Department of Marine, Earth and Atmospheric Sciences

Jordan Hall 4135

Bio

As a native of eastern North Carolina, I grew up surrounded by picturesque marine ecosystems and became interested in the biology and chemistry occurring within them. After completing a BS in biology, I became fascinated by marine bacterioplankton, esp. cyanobacteria, and nutrient cycling – and received a PhD in Ocean Sciences from UC Santa Cruz, as well as worked as a postdoctoral fellow at the Scripps Institution of Oceanography and University of Copenhagen. Currently, I am an Associate Professor in the Marine, Earth, and Atmospheric Sciences Department at NC State leading a marine & aquatic microbiology research lab, alongside teaching courses in marine biology and microbiology.
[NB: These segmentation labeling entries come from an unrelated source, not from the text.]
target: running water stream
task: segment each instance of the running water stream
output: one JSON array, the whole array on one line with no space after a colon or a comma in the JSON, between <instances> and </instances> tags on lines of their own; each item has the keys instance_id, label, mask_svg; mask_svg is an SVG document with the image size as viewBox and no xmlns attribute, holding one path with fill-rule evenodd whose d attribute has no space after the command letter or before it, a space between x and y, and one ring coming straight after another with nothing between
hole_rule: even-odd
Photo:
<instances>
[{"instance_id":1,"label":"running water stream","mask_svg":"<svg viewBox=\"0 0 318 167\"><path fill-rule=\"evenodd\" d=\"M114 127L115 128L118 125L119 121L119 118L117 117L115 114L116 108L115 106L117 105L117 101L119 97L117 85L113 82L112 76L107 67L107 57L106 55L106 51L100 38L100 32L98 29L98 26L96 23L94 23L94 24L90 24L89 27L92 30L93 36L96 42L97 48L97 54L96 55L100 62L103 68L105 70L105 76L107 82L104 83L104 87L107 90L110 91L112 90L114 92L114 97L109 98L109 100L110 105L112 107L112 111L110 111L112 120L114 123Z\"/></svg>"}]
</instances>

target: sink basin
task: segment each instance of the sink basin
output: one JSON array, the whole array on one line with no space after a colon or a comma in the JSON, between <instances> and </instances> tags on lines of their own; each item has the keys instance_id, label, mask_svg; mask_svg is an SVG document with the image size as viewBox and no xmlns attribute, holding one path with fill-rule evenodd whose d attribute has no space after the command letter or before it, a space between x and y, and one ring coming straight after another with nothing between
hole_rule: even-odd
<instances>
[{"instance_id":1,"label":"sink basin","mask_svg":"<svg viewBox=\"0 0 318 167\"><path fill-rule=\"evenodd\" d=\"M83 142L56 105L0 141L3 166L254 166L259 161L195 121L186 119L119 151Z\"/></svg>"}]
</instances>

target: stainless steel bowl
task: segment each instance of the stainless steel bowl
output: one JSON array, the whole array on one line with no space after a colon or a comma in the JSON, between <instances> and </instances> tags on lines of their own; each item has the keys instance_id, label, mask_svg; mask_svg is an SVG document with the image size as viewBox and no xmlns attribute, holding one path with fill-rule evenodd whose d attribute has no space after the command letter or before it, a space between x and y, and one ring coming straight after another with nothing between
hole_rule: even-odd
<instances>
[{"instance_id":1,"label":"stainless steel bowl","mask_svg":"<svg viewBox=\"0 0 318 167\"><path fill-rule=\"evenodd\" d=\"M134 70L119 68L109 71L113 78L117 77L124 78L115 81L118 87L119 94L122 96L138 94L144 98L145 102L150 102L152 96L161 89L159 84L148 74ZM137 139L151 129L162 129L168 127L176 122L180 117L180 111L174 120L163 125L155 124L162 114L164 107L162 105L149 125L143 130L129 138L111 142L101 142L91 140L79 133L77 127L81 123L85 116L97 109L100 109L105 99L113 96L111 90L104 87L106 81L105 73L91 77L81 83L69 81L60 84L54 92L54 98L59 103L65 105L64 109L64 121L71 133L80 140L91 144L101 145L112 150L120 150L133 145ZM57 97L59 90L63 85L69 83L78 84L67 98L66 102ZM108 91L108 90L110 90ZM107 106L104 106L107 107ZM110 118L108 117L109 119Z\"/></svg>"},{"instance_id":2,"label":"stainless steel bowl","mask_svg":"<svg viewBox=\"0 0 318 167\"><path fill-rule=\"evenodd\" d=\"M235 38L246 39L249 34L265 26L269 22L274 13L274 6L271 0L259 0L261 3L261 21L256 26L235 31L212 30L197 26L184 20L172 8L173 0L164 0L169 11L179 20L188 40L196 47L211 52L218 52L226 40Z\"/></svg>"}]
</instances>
I am also a faculty member of the NCSU Microbiology Program. Ongoing research within the Paerl Lab at NCSU focuses on oceanic vitamin B1 (thiamin) cycling and its role in plankton interactions; cyanobacterial diversity, metabolism, and ecosystem impacts in freshwater to marine habitats; and novel applications of flow cytometry – including sorting flow cytometry (https://microfacs.wordpress.ncsu.edu/).

Area(s) of Expertise

My research interests focus on improving our current understanding of marine/aquatic microbial ecology, physiology, metabolism, diversity, and biogeography. Problems and questions related to nutrient cycling (production, assimilation, and transformation) are of particular interest. Students in my lab will conduct in-field and/or laboratory-based experiments and employ traditional (cell isolation, culturing) as well as modern molecular techniques (qPCR, PCR, nucleic acid sequencing, isotopic tracing) to test hypotheses.